Falls die russischen Behörden hinter dem Bemühen stecken, Positivwerbung für Putins Beitrag in der New York Times zu machen (und ihn als Sieg der Öffentlichkeitsarbeit über das Weiße Haus verpacken), so ist das Twitter-Botnet doch ein zweifellos primitiver Versuch. Die Bots sind aber nicht die einzigen im russischen Internet, die eine Geschichte in diese Richtung spinnen.
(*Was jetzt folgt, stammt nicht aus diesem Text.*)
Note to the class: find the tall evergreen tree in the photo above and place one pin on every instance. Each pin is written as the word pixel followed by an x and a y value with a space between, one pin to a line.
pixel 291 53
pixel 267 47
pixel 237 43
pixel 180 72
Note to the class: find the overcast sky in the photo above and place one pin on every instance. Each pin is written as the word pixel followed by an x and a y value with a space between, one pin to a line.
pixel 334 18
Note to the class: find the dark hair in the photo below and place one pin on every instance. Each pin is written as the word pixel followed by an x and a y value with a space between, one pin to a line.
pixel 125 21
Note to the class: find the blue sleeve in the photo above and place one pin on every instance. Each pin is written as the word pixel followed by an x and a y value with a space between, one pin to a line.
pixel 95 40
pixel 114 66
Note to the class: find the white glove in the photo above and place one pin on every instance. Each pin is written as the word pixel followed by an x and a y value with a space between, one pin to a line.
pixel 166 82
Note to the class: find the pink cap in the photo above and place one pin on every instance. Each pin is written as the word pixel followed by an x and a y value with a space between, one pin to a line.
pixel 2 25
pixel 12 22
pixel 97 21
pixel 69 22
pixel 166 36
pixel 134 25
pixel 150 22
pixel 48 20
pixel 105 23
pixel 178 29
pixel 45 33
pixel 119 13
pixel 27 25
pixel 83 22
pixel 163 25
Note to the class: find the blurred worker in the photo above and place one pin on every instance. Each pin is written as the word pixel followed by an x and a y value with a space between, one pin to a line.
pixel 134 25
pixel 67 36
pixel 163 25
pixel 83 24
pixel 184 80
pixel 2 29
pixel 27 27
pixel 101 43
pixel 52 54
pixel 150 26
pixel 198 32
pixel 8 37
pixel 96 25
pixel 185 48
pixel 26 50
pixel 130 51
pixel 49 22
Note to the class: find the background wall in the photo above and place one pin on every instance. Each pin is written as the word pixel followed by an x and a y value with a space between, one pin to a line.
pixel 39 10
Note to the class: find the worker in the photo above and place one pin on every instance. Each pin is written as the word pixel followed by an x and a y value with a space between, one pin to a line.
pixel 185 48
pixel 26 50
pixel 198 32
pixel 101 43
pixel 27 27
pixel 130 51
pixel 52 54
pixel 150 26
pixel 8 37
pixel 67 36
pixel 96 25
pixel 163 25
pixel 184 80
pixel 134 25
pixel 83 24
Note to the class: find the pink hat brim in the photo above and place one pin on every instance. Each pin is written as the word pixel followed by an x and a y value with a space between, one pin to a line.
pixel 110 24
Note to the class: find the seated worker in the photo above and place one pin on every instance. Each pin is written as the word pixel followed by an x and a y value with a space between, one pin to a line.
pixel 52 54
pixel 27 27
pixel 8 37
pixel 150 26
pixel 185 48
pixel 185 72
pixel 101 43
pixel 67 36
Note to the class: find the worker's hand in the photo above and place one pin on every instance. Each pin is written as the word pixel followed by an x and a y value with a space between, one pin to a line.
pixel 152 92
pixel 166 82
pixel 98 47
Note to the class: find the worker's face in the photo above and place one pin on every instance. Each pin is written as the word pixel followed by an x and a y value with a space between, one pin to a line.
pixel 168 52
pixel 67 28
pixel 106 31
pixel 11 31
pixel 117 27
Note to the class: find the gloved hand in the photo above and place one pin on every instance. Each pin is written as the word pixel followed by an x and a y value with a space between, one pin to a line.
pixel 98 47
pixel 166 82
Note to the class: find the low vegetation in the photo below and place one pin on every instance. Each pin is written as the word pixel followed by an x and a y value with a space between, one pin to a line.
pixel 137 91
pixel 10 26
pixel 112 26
Stanislav Apetian, alias Politrash, ist ein Kreml-freundlicher Blogger, der sich heute ebenfalls zu dem Artikel des Präsidenten in der New York Times einschaltet. Apetian hat Dutzende von positiven Reaktionen (als auch einige wenige negative) gesammelt, die von beliebigen Amerikanern auf Facebook verfasst worden waren, hat sie mit Hilfe eines Freundes ins Russische übersetzt und sie allesamt bei LiveJournal veröffentlicht [ru]. Apetians Arbeit vermittelt dieselbe Geisteshaltung, die die #PutinForPeace-Kampagne propagiert (Stolz auf den offensichtlichen – und zugegebenermaßen seltenen – Schlag der Öffentlichkeitsarbeit Russlands), ohne die Verlogenheit roboterartiger Retweets [Weiterverbreiten abgesendeter Twitter-Nachrichten].

Paradoxerweise scheint es, dass die effektivste Strategie – eine positive Wendung für Putins Artikel zu erzeugen – die Strategie ist, die sich auf die amerikanischen Netzbürger verlässt – nicht die russischen.